The final, and most dramatic, paragraph, is striking in its resistance to directly invoking metaphor or simile in describing the sharp glissade of that particularly large fish. One could easily imagine the trout being described like a dart or missile; but no, in Hemingway’s world trout are born trout and remain trout. And anything else invited to assist in the description—in this case the gliding shadow of a kingfisher—must come from the trout’s world, and play a soft hand in the process.  Indeed, the trout world Nick Adams sets out to inhabit is a place of secret tensions and battles, of energy and mystery. Much effort will be required to divine it. Lucky for Nick, he’s got cans of spaghetti enough to make a week of it.
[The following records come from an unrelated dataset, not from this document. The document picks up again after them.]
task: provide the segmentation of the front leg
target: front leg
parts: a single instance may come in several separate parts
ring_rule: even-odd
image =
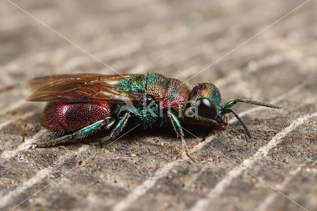
[[[185,152],[186,154],[186,156],[194,163],[195,163],[195,161],[192,158],[189,154],[188,153],[188,151],[187,150],[187,146],[186,145],[186,142],[185,141],[185,138],[184,138],[184,132],[183,132],[183,129],[182,129],[182,127],[180,126],[180,123],[177,119],[177,118],[176,116],[172,113],[169,112],[168,115],[169,116],[169,119],[170,119],[171,122],[172,122],[172,125],[173,125],[173,127],[174,127],[174,129],[175,129],[175,131],[176,132],[176,135],[177,135],[177,137],[179,137],[182,139],[182,142],[183,143],[183,148],[185,151]]]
In the next corner stands Seamus Heaney (whose tapestry of nicknames I am sadly unfamiliar with) with a poem entitled, “Trout.”

Hangs, a fat gun-barrel,

deep under arched bridges

or slips like butter down

the throat of the river.

From the depths smooth-skinned as plums

his muzzle gets bull’s eye;

picks off grass-seed and moths

that vanish, torpedoed.

Where water unravels

over gravel-beds he

is fired from the shallows

white belly reporting

flat; darts like a tracer-

bullet back between stones

and is never burnt out.

A volley of cold blood

ramrodding the current.

Heaney takes a more deliberate hand in shaping and defining the subject here–a trout, sure, but not just any trout, a Heaney trout, with all the sundry ideas that accrue to their kind. It’s a poem laden with diverse images, some graceful and smooth (“slips like butter down the throat of the river”/“from the depths smooth-skinned as plums”) others brutal and brusque (“fat gun-barrel/ “torpedoed”). What was tension in Hemingway’s piece manifests itself as outright conflict in Heaney’s poem, but the particular forces in conflict are unclear.
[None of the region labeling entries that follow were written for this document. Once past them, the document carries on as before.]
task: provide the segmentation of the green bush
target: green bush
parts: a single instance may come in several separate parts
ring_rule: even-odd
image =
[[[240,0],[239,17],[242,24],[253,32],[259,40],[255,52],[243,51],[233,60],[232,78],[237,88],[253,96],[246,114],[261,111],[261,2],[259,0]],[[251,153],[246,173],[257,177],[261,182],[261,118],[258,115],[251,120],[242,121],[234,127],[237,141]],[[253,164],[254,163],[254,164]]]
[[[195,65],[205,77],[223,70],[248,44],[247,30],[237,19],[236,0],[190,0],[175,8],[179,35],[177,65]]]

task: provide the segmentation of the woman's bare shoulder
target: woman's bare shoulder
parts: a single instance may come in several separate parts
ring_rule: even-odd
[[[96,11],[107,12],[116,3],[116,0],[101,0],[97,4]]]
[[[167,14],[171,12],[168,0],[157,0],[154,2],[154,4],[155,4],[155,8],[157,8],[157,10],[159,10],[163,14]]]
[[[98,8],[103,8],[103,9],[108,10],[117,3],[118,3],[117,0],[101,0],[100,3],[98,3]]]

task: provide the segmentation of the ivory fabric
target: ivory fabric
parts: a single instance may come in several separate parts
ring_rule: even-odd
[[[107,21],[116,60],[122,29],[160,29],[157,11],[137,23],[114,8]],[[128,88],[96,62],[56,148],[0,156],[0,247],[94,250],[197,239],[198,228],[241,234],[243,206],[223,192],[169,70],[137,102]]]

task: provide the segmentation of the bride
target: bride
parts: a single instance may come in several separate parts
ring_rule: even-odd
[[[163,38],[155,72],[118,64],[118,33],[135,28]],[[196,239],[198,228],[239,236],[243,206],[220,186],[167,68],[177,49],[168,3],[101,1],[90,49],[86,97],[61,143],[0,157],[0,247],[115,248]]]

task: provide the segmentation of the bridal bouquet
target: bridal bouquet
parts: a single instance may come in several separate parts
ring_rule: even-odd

Unlike Hemingway’s trout, which seemed to make up the core of the Northwoods comsos, Heaney’s trout appears as something out of place, even destructive. Much of the language comes from military culture: we have tracer bullets, reports, torpedoes, the like. There is a swagger here as well that I can’t quite make sense of: is Heaney trying to capture what a trout might think of him or herself on a really ass-kickingly good day?

One peculiar moment comes in the eleventh line, where the trout “is fired from the shallows.” Given the use of the passive voice, one wonders who the agent of the firing is. Does it suggest an external agent?  That seems unlikely.  Perhaps it’s something so deep within the trout as to exist beyond the trout as well, a self-involved relentlessness that informs the basest purpose of all living creatures.   This torpedoing trout, then, may be in essence a warning shot.  But warning of what?

Those last two lines “a volley of cold blood/ramrodding the current” are a far cry from Hemingway’s natural model of tension and balance. In Heaney’s poem, the river environment itself has been subjugated to the rapacious life force of this fish, which “is never burnt out.” A consumptive life-force that never burns out? Sounds a lot like unsustainability to me. But if so, why locate these ideas within the trout as opposed to the angler?

Clearly, Heaney’s poem asks more questions than it answers. But one thing’s certain: you’d need at least 3x to take the Heaney fish. 2x if water clarity let you get away with it.

So where do you fall in this debate? Hemingway or Heaney?  And what writer would you nominate to take on the winner of this contest for round 2?